Braucht Remseck (k)eine Gemeinschaftsschule?

Veröffentlicht am 09.01.2012 in Gemeinderatsfraktion

Einladung zur Podiumsdiskussion am 27.01.2012

Im Jahr 2008 wurde durch die Gemeinde Remseck beschlossen, das Institut für Erziehungswissenschaften damit zu beauftragen, die qualitative Schulentwicklung in Remseck unter die Lupe zu nehmen. Das Projekt war auf drei Jahre angelegt.
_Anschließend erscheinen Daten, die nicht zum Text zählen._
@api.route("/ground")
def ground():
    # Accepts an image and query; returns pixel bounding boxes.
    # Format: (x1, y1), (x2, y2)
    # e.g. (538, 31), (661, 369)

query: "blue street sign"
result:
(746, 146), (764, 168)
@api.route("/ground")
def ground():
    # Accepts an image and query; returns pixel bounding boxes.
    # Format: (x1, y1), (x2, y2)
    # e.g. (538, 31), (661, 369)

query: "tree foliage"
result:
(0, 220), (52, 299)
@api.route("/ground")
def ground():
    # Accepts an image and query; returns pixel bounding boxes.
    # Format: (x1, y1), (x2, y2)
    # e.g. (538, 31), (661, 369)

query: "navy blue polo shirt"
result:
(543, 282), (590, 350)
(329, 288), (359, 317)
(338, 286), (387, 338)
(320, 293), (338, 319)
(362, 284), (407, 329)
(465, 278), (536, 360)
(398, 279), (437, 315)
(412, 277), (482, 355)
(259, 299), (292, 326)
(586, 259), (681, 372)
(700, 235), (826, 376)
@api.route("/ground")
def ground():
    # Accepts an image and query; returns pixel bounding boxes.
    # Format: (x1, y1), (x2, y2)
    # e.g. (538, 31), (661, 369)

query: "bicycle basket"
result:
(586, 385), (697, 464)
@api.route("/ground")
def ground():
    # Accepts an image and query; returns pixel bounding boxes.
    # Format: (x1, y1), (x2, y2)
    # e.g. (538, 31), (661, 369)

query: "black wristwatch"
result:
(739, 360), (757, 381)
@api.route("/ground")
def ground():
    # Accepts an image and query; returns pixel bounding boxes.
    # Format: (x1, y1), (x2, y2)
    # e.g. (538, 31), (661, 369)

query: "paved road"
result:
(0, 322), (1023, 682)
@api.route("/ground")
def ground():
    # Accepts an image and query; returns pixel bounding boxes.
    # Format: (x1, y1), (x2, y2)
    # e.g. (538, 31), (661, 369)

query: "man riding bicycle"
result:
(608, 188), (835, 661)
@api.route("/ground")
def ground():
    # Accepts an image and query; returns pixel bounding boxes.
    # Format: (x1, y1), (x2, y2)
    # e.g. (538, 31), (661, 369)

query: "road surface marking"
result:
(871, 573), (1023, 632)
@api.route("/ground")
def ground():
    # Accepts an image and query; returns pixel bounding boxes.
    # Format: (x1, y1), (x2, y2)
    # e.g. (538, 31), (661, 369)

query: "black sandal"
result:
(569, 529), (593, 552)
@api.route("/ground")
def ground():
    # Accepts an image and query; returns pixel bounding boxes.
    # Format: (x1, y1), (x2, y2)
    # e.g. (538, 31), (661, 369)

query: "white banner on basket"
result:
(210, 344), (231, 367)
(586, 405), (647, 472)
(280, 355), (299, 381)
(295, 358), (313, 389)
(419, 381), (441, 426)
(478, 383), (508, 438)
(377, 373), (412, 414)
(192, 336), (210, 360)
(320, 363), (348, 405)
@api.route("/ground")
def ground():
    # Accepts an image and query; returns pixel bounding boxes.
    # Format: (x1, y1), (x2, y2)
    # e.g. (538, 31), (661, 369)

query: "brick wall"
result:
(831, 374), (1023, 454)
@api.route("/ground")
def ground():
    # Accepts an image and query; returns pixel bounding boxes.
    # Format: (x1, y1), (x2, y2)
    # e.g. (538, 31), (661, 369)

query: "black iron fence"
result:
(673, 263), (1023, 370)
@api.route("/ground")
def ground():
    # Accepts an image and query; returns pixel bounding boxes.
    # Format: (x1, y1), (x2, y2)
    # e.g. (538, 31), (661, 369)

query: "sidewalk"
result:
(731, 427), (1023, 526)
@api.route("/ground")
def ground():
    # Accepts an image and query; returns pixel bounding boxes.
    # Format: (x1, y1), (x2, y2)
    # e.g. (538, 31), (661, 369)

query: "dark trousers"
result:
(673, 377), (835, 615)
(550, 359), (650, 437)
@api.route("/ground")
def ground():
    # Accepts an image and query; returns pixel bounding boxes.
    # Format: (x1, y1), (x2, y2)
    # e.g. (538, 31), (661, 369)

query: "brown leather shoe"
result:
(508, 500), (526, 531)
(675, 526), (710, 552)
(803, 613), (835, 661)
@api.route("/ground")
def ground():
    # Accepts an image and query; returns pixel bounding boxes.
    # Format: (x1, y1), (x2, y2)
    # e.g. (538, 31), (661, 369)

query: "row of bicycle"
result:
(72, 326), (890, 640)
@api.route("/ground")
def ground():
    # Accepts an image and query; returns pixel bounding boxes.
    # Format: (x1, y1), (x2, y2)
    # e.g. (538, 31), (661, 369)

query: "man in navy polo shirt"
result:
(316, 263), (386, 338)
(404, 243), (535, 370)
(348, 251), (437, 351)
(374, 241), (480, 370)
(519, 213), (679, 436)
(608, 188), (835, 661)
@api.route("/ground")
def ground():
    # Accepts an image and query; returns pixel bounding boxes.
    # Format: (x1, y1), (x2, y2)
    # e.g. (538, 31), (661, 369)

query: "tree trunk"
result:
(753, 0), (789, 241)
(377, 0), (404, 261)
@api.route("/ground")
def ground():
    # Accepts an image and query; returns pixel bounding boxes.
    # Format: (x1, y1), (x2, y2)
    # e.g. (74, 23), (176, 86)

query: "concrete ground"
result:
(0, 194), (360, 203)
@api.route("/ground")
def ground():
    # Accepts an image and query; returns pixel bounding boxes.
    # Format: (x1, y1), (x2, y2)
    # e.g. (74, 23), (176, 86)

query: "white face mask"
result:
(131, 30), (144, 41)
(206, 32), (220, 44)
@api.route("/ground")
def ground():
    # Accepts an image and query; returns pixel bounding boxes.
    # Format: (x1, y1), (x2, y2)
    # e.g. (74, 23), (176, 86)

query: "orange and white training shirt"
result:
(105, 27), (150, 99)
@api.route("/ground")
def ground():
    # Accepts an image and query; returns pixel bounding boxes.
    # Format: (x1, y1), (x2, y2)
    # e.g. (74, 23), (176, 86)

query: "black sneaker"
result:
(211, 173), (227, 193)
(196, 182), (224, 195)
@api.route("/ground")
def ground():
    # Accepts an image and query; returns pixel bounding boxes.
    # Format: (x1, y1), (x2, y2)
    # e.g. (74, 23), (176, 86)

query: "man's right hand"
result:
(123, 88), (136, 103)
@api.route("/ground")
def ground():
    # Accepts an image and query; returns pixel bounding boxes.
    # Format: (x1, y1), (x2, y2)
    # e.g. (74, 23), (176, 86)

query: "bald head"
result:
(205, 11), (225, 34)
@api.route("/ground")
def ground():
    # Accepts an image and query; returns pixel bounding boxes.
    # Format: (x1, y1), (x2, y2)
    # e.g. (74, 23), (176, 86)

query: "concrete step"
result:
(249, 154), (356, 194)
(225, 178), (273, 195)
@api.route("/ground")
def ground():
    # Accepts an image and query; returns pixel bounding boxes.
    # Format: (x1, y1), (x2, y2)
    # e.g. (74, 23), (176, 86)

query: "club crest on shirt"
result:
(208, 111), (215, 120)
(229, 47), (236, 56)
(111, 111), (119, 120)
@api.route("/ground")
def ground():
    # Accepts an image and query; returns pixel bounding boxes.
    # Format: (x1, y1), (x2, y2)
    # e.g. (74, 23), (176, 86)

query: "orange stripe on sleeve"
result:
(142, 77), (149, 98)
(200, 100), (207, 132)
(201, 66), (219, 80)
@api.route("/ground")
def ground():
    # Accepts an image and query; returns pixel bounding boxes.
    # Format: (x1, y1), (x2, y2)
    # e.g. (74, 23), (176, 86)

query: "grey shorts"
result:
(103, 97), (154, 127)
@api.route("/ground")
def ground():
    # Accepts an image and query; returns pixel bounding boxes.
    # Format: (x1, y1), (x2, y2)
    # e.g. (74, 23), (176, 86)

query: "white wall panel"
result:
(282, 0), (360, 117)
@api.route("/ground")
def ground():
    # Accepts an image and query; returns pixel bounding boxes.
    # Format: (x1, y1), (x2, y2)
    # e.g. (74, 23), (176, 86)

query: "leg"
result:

Der Gemeinderat wurde mit dem Abschlussbericht über Ergebnisse und Empfehlungen des Projekts informiert.
Ein Ergebnis dieses Projekts ist, die Schullandschaft in Remseck anders zu strukturieren. So empfehlen die Experten, eine Gemeinschaftsschule in Remseck einzurichten. Aber wie soll diese gestaltet werden? Und besteht überhaupt der Wille eine Gemeinschaftsschule einzurichten? Soll diese zukunftsträchtige Schulart eine Chance bekommen oder wollen wir am über hundertjährigen dreigliedrigen Schulsystem festhalten? Welches ist das Schulsystem der Zukunft?
Diese Fragen stellen sich nicht nur vor dem Hintergrund des politischen Wechsels in Baden-Württemberg. Auch der Vorgängerregierung hat schon ein Gutachten vorgelegen, welches eine Änderung des Schulsystems empfiehlt

Es hat also den Anschein, dass alles für die rasche Einführung der Gemeinschaftsschule spricht. Aber wie ist die Situation vor Ort, hier bei uns in Remseck? Welche Widerstände gibt es? Welche Argumente haben die Befürworter?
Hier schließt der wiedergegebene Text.